Vancouver Travel Company Drops Dogsledding Excursions After PETA Appeal
CruiseExperts Travel Earns Vegan Chocolates as Thanks for Cutting Ties With Dogsled–Racing Industry
For Immediate Release:
September 11, 2018
Contact:
Audrey Shircliff 202-483-7382
After PETA pointed out that more than 150 dogs have died during the Iditarod’s history—and that off-season tours keep mushers’ kennels in business—Vancouver-based CruiseExperts Travel (part of the Merit Travel Group family of brands) removed all dogsledding excursions from its offerings on AlaskaShoreExperts.com. In thanks, PETA has sent the company a box of dog-shaped vegan chocolates.
“Dozens of dogs have choked to death on their own vomit or died in other horrible ways during the Iditarod, and those are just the reported deaths,” says PETA Executive Vice President Tracy Reiman. “By taking dogsledding enterprises off its excursions list, CruiseExperts Travel is leading the travel industry in a more dog-friendly direction.”
PETA notes that the Iditarod forces dogs to run up to 100 miles a day across treacherous ice and in subzero temperatures. A total of 350 dogs were pulled off the trail during the 2018 race, likely because of exhaustion, illness, or injury. One of them, Blonde, later died from aspiration pneumonia—probably caused by choking on his own vomit, the leading cause of death for dogs who die running the race.

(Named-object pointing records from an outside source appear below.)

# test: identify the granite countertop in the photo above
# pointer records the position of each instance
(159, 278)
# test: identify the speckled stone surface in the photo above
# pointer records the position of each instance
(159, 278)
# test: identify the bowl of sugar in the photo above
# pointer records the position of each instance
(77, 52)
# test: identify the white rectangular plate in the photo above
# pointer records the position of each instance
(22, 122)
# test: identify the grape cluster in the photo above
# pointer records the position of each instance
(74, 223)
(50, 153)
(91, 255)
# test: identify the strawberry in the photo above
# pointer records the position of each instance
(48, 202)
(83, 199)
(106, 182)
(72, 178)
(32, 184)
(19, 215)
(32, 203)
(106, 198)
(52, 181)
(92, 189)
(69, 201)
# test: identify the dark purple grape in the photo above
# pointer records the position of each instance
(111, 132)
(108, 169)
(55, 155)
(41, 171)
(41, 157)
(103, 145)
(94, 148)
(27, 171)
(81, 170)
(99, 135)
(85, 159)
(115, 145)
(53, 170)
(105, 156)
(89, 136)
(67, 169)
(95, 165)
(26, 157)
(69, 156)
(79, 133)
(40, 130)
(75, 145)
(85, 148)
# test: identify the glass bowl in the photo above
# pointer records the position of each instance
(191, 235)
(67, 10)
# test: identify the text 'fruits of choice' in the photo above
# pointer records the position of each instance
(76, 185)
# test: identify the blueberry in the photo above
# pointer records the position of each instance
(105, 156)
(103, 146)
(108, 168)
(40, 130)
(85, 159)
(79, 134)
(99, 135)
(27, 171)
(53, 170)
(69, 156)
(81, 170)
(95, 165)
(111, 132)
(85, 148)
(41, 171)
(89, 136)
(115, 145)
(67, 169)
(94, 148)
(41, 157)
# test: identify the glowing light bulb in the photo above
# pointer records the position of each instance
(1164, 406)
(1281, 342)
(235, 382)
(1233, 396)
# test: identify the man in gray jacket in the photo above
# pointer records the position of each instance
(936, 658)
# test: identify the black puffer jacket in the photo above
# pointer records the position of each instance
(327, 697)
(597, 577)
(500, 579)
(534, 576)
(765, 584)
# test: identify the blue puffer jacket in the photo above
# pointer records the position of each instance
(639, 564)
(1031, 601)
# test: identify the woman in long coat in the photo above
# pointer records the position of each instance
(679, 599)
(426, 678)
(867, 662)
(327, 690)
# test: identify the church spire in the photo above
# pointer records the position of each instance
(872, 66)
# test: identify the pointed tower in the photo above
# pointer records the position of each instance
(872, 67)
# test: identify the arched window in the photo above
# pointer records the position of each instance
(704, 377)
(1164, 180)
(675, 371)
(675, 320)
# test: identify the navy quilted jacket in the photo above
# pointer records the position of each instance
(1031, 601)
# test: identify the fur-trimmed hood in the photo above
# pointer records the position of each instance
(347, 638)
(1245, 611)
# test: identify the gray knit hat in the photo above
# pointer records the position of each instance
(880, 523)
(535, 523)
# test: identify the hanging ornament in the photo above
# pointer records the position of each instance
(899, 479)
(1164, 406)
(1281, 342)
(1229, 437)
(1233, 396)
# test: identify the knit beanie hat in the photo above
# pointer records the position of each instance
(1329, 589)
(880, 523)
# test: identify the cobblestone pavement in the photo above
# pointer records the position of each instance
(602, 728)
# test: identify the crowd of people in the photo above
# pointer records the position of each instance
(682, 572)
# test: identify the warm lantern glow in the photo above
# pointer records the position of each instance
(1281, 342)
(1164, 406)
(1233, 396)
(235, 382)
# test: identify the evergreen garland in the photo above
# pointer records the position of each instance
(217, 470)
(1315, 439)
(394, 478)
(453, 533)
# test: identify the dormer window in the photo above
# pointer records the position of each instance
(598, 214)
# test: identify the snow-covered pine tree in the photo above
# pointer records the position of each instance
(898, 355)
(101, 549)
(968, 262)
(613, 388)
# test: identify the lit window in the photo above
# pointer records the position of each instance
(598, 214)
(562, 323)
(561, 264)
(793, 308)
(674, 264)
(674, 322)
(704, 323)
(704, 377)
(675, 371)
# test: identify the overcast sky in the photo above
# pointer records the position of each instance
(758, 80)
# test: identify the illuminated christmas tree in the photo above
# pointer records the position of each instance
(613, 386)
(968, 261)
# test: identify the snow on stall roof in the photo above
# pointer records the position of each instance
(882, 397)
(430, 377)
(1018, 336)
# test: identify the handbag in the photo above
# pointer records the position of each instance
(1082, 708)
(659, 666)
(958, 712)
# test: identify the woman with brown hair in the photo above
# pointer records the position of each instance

Last year, the Iditarod came under fire for a dog-doping scandal and a musher’s revelation that trainers in the industry have killed “hundreds on top of hundreds” of dogs who didn’t make the cut.
The Iditarod has recently lost Jack Daniel’s, Guggenheim Partners, State Farm, and Wells Fargo as sponsors. PETA—whose motto reads, in part, that “animals are not ours to use for entertainment”—is now calling on Discover Holidays to stop offering dogsledding excursions.